She made very good points, and all with a sadistic smile.

But Lia wasn’t having it and seemed about to burst, her face reddening with anger at the lack of affection from her mother. In an effort to gain support for herself, Lia turned to her father.

“Dad. Talk some sense into mom.”

Up until now, Lia’s father was minding his own business, too hesitant to jump in. But now he was made the center of attention.

He put his glass of whiskey down, trying his best to side with Lia without inciting the wrath of his wife. “Don’t take her too seriously. She is just saying things. Your mother is just a bit drunk.”

“Nope,” Lia's mother responded flatly. “I’ve been drinking citrus juice this entire time.”

With that comment, Lia had reached her limit. She rushed over to her mother and started to playfully and repeatedly punch her mother.

“Ahhhh! Mom!”

Her cry only garnered a chuckle from her mother as she giggled and smiled. But now with her daughter so close to her body, she took the liberty to gently stroke her hair as Lia continued to relieve her anger, all the while with a gentle smile. It really was a change of pace for the mother that I always knew as having a short temper.

Suddenly, a commotion started to be heard throughout the house. We all now drew our attention to the object of the murmurs and cheers. At the end of the hallway Sena in a aquamarine colored dress was surrounded by her mother and cousin, both of whom seemed oddly proud of themselves.

On the other hand, Sena flushed red at the sight of dozens of eyes all looking intently at her. They were all gazes of amazement and cheer but they ultimately only served to embarrass Sena.

“Today hasn’t been the most considerate of days,” began Sena’s mother as she brought her daughter forward, “but now we can start the celebrations.”

And with that simple toast, everyone in attendance cheered in unison.

“””Happy Birthday, Sena!”””

As soon as Sena entered the living room, the festivities only grew. All the food was set out for the guests to dig into and music was arranged for. Within a few minutes everyone was up and dancing with either a partner in their hands or a glass of alcohol.

Of course, me and Lia were still drenched from all the rain. Sena offered Lia one of her dresses from when she was younger, though, it was a bit loose in the chest area, something that made Lia very self conscious. I, on the other hand, had to go back home and change, this time remembering to bring an umbrella with me.
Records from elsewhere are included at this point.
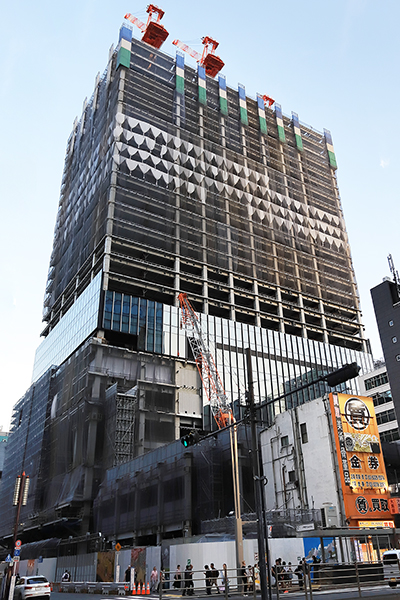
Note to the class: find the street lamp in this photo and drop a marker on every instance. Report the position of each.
(333, 379)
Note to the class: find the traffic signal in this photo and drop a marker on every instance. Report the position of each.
(341, 375)
(190, 439)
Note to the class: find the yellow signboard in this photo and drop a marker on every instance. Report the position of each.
(361, 466)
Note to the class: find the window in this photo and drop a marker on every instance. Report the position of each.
(303, 433)
(376, 381)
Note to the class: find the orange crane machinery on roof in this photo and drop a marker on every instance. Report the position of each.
(209, 60)
(268, 100)
(154, 33)
(205, 364)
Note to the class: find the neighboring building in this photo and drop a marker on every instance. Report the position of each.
(386, 300)
(315, 459)
(376, 385)
(166, 189)
(3, 445)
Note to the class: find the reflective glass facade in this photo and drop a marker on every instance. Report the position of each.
(72, 329)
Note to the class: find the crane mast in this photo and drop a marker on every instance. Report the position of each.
(205, 363)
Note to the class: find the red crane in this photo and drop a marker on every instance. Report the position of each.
(154, 33)
(268, 100)
(205, 363)
(209, 60)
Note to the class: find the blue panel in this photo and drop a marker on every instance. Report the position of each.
(180, 61)
(125, 34)
(328, 136)
(222, 82)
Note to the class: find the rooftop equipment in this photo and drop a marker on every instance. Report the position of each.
(209, 60)
(154, 33)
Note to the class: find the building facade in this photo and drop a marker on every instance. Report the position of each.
(167, 189)
(386, 301)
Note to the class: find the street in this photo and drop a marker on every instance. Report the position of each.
(382, 592)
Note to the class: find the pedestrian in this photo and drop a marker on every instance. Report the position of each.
(300, 574)
(225, 580)
(190, 590)
(214, 577)
(65, 576)
(208, 576)
(186, 577)
(154, 581)
(289, 572)
(243, 578)
(177, 578)
(316, 562)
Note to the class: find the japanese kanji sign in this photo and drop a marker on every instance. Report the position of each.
(362, 470)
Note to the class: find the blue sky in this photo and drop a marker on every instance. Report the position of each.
(334, 63)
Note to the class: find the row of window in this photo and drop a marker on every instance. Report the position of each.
(376, 381)
(386, 416)
(382, 398)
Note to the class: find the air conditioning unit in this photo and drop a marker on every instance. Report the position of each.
(329, 516)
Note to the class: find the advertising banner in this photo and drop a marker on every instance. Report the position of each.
(361, 466)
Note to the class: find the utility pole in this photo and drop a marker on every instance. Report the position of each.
(264, 581)
(20, 499)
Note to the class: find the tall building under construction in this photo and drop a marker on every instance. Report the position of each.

But after that, I only remember everyone having a good time, stuffing themselves full of the seemingly endless amounts of food, and dancing to their heart's content. Sometimes all the women and girls joined into one group and danced in unison, and other times they grabbed their husband or child by the hand and danced with them. The men at times got together and downed a glass of whisker or started telling stories, each one trying to outdo the other.

It didn’t take me long to notice that there weren’t any boys my age in attendance. So I just hung out with Lia and Sena, as well as her cousin who I’ve spoken to a few times. We spent the time laughing whilst gathering together to grab a bite to eat only to later join everyone else dancing, something I didn’t do much of.
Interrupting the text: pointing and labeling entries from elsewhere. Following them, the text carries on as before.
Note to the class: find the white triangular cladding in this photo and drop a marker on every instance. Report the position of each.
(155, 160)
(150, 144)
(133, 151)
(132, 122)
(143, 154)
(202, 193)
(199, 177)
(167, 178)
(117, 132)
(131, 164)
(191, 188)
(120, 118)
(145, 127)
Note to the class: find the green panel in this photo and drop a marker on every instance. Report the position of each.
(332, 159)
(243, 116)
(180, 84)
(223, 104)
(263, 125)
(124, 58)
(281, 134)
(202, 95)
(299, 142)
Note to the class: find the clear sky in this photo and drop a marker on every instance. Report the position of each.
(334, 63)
I’ve known Sena all my life, so each time I glanced up and saw her face, I knew that at this moment time, she couldn’t be happier. The entire night she carried a smile on her face.

As the evening arrived, the festivities didn’t seem to slow down. The abundance of alcohol was probably at fault. It kept all the adults going regardless if they were exhausted. Lia got to know Sena’s cousin, who I now knew was named Aura, and they were now extremely friendly with each other as if they had known each other their whole lives. I had also gotten to know her but I couldn’t find many moments to join the conversation.

Eventually, Sena said that she was going to check if the rain had stopped and stepped outside with any other attendees noticing. The three of us continued to talk, but after five minutes had passed and Sena had yet to return, I started to get worried. So I said I was going to the washroom but instead I went outside without being seen.

I only took one step out the door when I spotted Sena nearby, her back against the wall and looking up toward the clouded sky. The rain had stopped now but the dark clouds still remained. Even though it was only eight in the evening, it seemed like midnight thanks to the clouds, with no lantern in sight other than the one Sena was carrying.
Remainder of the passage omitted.